According to various example embodiments of the present invention, program parts with the highest probability of quality problems (based on the values of the criticality evaluation metrics) are identified. This is done by using a plurality of criticality evaluation metrics, each of which is based on one or more respective criteria, e.g., one or more combinations of:

• • criticality indicators based on developer behavior and code evolution (e.g. information from version control protocols),
  • empirical criticality indicators (e.g. how much experience does Developer A have with a particular type of code or task?),
  • criticality indicators based on the structure and architecture of the codebase (e.g. which parts of the codebase process user inputs? Where are the APIs that can be accessed from the outside?), and
  • criticality indicators based on program analyses (e.g. results from a static code analysis tool or a fuzzing tool).

Program parts can be sorted according to their criticality based on the criticality evaluation metric values. Revision measures can then be initiated accordingly (e.g. at code level, architecture level and process level) i.e. a revision of the code can be initiated for a subset of the most critical program parts (i.e. for those for which a correction makes the most sense, in particular with regard to the effort-to-benefit ratio) (e.g. a revision tool that automatically rewrites the code or at least makes suggestions can be started, or a general recommendation can be made to one or more developers (such as “decompose function”, “use another library” etc.), so that a good benefit to effort ratio can be achieved. According to various embodiments, this recommendation or initiation (and possibly at least in part the revision measure) takes place automatically.

Various embodiment examples of the present invention are specified in the following.

Embodiment example 1 is a method for optimizing a computer program as described above.

Embodiment example 2 is a method according to embodiment example 1, wherein the one or more criteria are one or more of a frequency of changes to the program part, an evaluation by one or more programmers associated with the program part (i.e. for whom it is indicated that the program part originates from them), an error frequency of the program part, a frequency of execution of the program part during an execution of the computer program, an evaluation of the size of the circle of programmers to which the program part is exposed in terms of possible changes (i.e. how much the program part is exposed), a degree of dependencies of the program part on other parts of the computer program and a complexity of the program part.

According to various embodiments, in particular the evaluation of a respective or multiple respective programmers is taken into account (e.g. their experience (in general or with respect to a property of the program part (e.g. the programming language used for its programming or its functionality (e.g. communication, cryptography, etc.)).

Embodiment example 3 is a method according to embodiment example 1 or 2, wherein the criticality evaluation metrics combine and/or weight the criteria differently.

This makes it possible to implement different criticality indicators and evaluations; for example a high criticality could be indicated by the fact that a program part has a high complexity and the program part is highly exposed.

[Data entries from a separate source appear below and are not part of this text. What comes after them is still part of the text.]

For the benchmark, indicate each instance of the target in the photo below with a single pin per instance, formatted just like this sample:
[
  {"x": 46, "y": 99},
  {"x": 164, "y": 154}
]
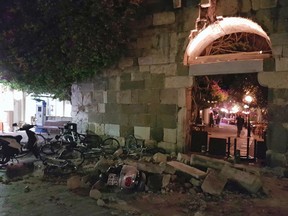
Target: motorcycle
[
  {"x": 11, "y": 147},
  {"x": 127, "y": 178}
]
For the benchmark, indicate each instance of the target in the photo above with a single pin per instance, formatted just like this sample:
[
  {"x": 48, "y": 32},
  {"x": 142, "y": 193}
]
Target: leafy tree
[{"x": 47, "y": 45}]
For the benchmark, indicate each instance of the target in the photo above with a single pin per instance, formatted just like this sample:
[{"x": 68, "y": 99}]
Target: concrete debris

Embodiment example 4 is a method according to one of embodiment examples 1 to 3, wherein the optimization measures assigned to the criticality evaluation metrics are one or more of a revision and/or review at implementation level (i.e. e.g. at code level), a revision at architecture level (i.e. a decomposition of a function into subfunctions), an error analysis, a change of the programming language used for the program part and a verification of the program part with a specific test, validation, and/or verification procedure.

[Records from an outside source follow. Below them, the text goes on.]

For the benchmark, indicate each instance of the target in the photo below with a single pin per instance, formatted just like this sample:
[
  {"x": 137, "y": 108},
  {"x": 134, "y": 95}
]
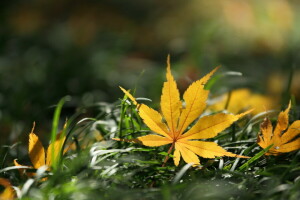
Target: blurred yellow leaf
[
  {"x": 284, "y": 139},
  {"x": 243, "y": 99},
  {"x": 37, "y": 152},
  {"x": 170, "y": 126}
]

This makes it possible to cover a wide range of optimization options.

Embodiment example 5 is a method according to one of embodiment examples 1 to 4, wherein the computer program is a control program for a robot device, and the robot device is controlled with a version of the computer program that is generated by the optimization measures initiated by the processing of the program parts.

Embodiment example 6 is a data processing device configured to carry out a method according to one of embodiment examples 1 to 5.

Embodiment example 7 is a computer program comprising instructions that, when executed by a processor, cause said processor to carry out a method according to one of embodiment examples 1 to 5.

Embodiment example 8 is a computer-readable medium which stores instructions that, when executed by a processor, cause said processor to carry out a method according to one of embodiment examples 1 to 5.

In the figures, like reference signs generally refer to the same parts throughout the different views. The figures are not necessarily to scale, wherein emphasis is instead generally placed on representing the principles of the present invention.

In the following description, various aspects are described with reference to the figures.

BRIEF DESCRIPTION OF THE DRAWINGS

FIG. 1 shows a computer for developing and/or testing software applications.

FIG. 2 illustrates the ascertainment of revision measures for a computer program using a revision tool.

FIG. 3 shows a flowchart 300 illustrating a method for optimizing a computer program according to an example embodiment of the present invention.

DETAILED DESCRIPTION OF EXAMPLE EMBODIMENTS

The following detailed description relates to the figures, which, for clarification, show specific details and aspects of this disclosure in which the present invention can be implemented. Other aspects can be used, and structural, logical, and electrical changes can be carried out without departing from the scope of protection of the present invention. The various aspects of this disclosure are not necessarily mutually exclusive since some aspects of this disclosure can be combined with one or more other aspects of this disclosure to form new aspects.

Different examples will be described in more detail in the following.

FIG. 1 shows a computer 100 for developing and/or testing software applications.

The computer 100 comprises a CPU (central processing unit) 101 and a working memory (RAM) 102. The working memory 102 is used to load program code, e.g. from a hard drive 103, and the CPU 101 executes the program code.

This example assumes that a user intends to use the computer 100 to develop and/or test a software application.

To do so, the user executes a software development environment 104 on the CPU 101.

The software development environment 104 enables the user to develop and test an application 105 for different devices 106, i.e., target hardware, such as embedded systems for controlling robot devices, including robot arms and autonomous vehicles, or also for mobile (communication) devices. For this purpose the CPU 101 can execute an emulator as part of the software development environment 104 to simulate the behavior of the respective device 106 for which an application is being or has been developed. If it is used only to test software from another source, the software development environment 104 can also be considered or configured as a software test environment.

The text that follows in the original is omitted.